Alle prossime elezioni di Latina lo scrittore Antonio Pennacchi, capeggia la lista Pennacchi-Fli, Filippo Cosignani candidato sindaco. Dice che vuole riportare i fascisti nella loro casa naturale, cioè a sinistra. Tanto naturale che a Predappio, nella casa natale dell’ex duce, c’è un’unica bandiera – sostiene-  quella del Partito socialista.

Non sappiamo se i toni di Buttafuoco siano canzonatori del Pennacchi o meno. Ma non si può certo affermare che i fascisti erano quelli che toglievano ai ricchi per dare ai poveri. In qualche modo dei liberalcapitalisti, bonificatori di paludi, opposti ante litteram a Berlusconi. Che Pennacchi non capisca cosa sia stato il riformismo agrario fascista nell’agro pontino è grave. Che non sappia quali collusioni lo abbia poi legato al feudo è imperdonabile. Certo è che non ci stupisce come egli possa guardare alla “fatica immane dello Stato o della Patria” o del “Tricolore per il popolo”. Ma di quale popolo parla Pennacchi? Di quale Stato? E, soprattutto, di quale storia?

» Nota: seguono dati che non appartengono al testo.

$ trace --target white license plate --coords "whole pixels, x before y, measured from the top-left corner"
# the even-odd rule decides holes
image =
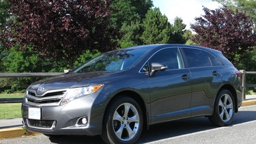
[[[40,108],[29,108],[29,119],[40,119],[41,109]]]

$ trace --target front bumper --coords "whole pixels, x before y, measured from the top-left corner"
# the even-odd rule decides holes
[[[48,134],[100,134],[104,111],[97,109],[104,109],[100,106],[100,102],[95,104],[96,98],[100,96],[97,95],[99,93],[84,96],[62,106],[51,106],[29,105],[25,98],[22,104],[24,125],[29,131]],[[40,108],[40,119],[29,119],[29,108]],[[81,122],[83,118],[86,118],[86,124]]]

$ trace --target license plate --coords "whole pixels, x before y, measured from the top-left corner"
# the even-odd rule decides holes
[[[40,120],[41,119],[41,109],[29,108],[29,119]]]

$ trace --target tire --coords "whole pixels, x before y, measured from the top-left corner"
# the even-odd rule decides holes
[[[143,113],[132,98],[122,96],[106,109],[102,139],[106,143],[133,143],[141,135]]]
[[[227,89],[221,90],[215,100],[214,113],[209,117],[210,121],[216,126],[230,124],[235,115],[235,101],[232,93]]]

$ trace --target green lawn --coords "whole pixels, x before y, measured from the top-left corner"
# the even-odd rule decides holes
[[[1,93],[0,98],[24,98],[24,93],[12,93],[5,94]]]
[[[0,119],[21,117],[21,103],[0,104]]]

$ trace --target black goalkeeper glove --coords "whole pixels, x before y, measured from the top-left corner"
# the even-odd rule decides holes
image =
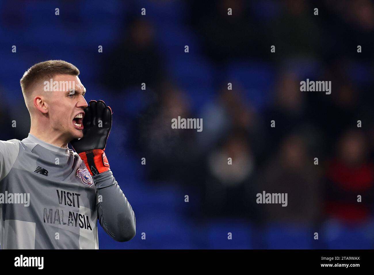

E così, tanto per non cambiare e restare ancorato ai militi di Salò e al fascismo di sinistra, Pennacchi alza il tiro. Perché, a quanto pare, solo lui ha capito. Per esempio la lotta al latifondo in Sicilia. Fu il vero e più concreto attacco alla mafia. Dice.

“Giusto. Il fascismo toglie i feudi ai ricchi e, costruendovi città e borghi, a difesa dei poveri vi porta lo Stato. E quando Salvatore Giuliano consuma il suo primo delitto – ricorda –, quando ammazza per rubare il grano, sta facendo un’azione da assassino delinquente e nulla più. Ma quando organizza l’assalto alla caserma dei carabinieri a Bellolampo sta diventando mafioso, e perciò nemico dello Stato. Compie un atto antifascista perché in quel borgo, nel cuore di quello che era stato solo un feudo, i militi, così come i funzionari dell’ente agrario, i maestri elementari e i preti, li aveva voluti Mussolini. Per sottrarre il territorio alla mafia e portare finalmente la legge”.

Andiamo così di male in peggio e corriamo il pericolo che tra qualche anno ci ritroveremo in un mondo dove l’ignoranza è padrona assoluta di tutti i campi e dove sarà facile al primo arrivato, alzarsi la mattina dal letto, e decidere di fare del popolo italiano e della sua storia una vera e propria  carneficina.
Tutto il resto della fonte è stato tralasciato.